Hooray for Hats!
By Julia Petrov, Curator Domestic Life and Leisure
January 15, 2020
Hats! They keep us warm, they block the sun from our eyes, they hide bad hair days, and they look good doing it. In honour of National Hat Day, we chatted with Julia Petrov, Curator of Domestic Life and Leisure, about the many hats that we have here at RAM.
- How many hats are in the RAM collection?
About 750, across programs like Indigenous Studies, Cultural Communities, Military and Political History and Western Canadian History. This includes hard hats, uniform pieces, religious headgear, and costume pieces alongside fashionable and functional hats.
- What is the oldest hat in the collection?
The earliest reliably dated hats are from the 1880s-1890s. We have a man’s straw boater, and a woman’s black silk bonnet from that period.
- What is the biggest hat? The smallest?
The biggest are probably ladies hats from the 1900s and 1910s — it was fashionable to have huge brims in that period, and they certainly take up a lot of space! One of the smallest is a really delightful miniature toy Stetson hat with its own hat box.
- How have hats evolved through the years?

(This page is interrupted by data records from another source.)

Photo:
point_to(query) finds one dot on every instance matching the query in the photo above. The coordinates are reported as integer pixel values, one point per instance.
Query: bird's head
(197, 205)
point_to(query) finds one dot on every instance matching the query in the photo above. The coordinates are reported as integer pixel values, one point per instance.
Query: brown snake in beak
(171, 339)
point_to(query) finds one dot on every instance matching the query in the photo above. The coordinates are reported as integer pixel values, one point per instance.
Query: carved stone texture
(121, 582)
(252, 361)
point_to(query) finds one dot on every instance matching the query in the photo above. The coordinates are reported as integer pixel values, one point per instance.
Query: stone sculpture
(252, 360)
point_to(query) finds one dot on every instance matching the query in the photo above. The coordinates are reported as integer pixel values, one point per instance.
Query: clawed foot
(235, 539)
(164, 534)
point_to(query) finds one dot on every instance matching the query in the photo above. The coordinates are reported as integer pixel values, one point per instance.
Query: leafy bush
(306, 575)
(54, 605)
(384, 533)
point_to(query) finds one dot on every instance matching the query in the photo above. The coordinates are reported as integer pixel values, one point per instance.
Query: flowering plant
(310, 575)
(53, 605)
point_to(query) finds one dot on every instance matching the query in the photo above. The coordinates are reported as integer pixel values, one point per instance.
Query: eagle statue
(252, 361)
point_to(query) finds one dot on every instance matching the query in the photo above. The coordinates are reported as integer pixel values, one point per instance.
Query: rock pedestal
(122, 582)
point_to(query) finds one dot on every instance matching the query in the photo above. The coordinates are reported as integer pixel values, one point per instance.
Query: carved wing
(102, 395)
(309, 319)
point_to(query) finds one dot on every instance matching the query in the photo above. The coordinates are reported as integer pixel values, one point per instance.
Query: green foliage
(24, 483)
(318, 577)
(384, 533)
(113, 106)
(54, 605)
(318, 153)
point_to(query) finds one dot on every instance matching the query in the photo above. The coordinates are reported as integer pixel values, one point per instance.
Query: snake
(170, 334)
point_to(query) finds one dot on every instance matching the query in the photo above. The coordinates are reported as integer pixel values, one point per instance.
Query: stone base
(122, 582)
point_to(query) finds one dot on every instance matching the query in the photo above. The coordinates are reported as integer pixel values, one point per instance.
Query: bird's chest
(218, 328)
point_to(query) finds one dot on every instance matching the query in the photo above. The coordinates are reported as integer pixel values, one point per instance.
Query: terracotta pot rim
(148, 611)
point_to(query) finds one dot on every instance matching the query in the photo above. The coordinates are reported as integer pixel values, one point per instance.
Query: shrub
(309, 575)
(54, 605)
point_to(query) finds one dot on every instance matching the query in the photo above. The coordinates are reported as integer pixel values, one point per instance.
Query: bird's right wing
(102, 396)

For centuries, people wore hats to stay warm, and to show social status. Canada owes a lot to hats for its development – Europeans came inland to trade for furs, including beaver, which was used to make hats in the 17th and 18th centuries. Hats were also a fashionable accessory to an outfit, complementing the latest colours, shapes, and materials.

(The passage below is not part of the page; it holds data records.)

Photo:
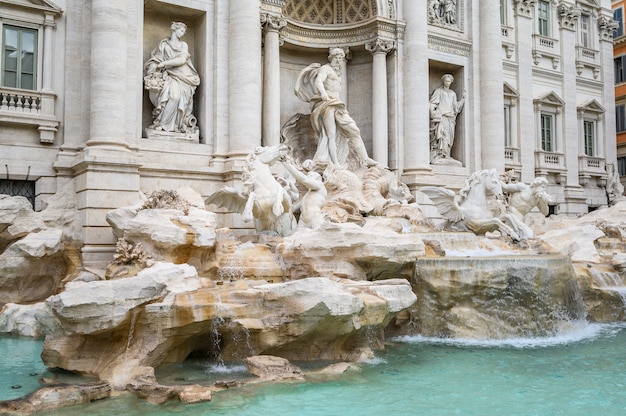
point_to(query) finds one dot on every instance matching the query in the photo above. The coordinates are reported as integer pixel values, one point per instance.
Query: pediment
(509, 91)
(34, 5)
(550, 98)
(591, 106)
(589, 3)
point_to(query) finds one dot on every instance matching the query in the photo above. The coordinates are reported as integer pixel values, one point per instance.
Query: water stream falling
(580, 373)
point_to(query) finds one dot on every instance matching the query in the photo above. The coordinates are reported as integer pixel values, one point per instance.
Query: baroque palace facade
(536, 77)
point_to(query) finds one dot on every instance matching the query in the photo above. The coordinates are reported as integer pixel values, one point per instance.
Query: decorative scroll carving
(607, 25)
(447, 45)
(568, 16)
(525, 7)
(443, 12)
(328, 12)
(318, 36)
(272, 22)
(379, 46)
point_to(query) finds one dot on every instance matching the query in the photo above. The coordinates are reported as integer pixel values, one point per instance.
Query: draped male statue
(339, 138)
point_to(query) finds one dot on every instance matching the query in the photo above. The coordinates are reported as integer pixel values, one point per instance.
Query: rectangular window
(543, 21)
(589, 132)
(507, 126)
(621, 165)
(618, 16)
(19, 57)
(19, 188)
(547, 132)
(584, 31)
(620, 118)
(618, 65)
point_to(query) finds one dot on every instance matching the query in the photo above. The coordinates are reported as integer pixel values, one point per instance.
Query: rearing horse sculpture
(261, 197)
(470, 209)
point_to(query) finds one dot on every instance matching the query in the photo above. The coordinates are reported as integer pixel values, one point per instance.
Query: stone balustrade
(35, 108)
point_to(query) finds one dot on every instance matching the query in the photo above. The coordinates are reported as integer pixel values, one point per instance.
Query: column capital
(380, 46)
(346, 52)
(568, 16)
(525, 7)
(607, 25)
(272, 22)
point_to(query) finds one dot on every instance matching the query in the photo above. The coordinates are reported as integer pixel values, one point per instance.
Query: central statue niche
(338, 137)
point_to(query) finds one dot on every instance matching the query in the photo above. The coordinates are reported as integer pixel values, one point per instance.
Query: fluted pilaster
(380, 125)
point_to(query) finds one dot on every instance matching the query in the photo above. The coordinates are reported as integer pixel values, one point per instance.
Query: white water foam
(221, 368)
(577, 332)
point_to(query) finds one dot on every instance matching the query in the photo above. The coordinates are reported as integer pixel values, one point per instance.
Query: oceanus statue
(262, 198)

While people still wear hats for function (think toques to keep your head warm in winter or baseball caps to keep the sun away from your eyes in summer), it’s no longer expected to keep your head covered in a social setting any more. Nowadays, people might wear hats as a costume for special occasions – cowboy hats for the Stampede, a fascinator for a wedding, a traditional folk costume for Heritage Days – but they aren’t a must-have fashionable item any more.
- Any notable hat-stories from our collection?
Two of our early twentieth century wide brimmed hats were worn by sisters. It would have been economical to share wearing such fashionable hats!
We have a couple of pheasant feather hats worn by a mother and daughter in the 1950s – the feathers came from birds shot by the daughter’s husband, made into hats by an acquaintance who was an amateur milliner.
Another delightful story is that of a wide-brimmed hat bought at the upscale Edmonton department store Johnstone Walkers in the 1930s to complement an outfit, but rarely worn because "Edmonton was too windy".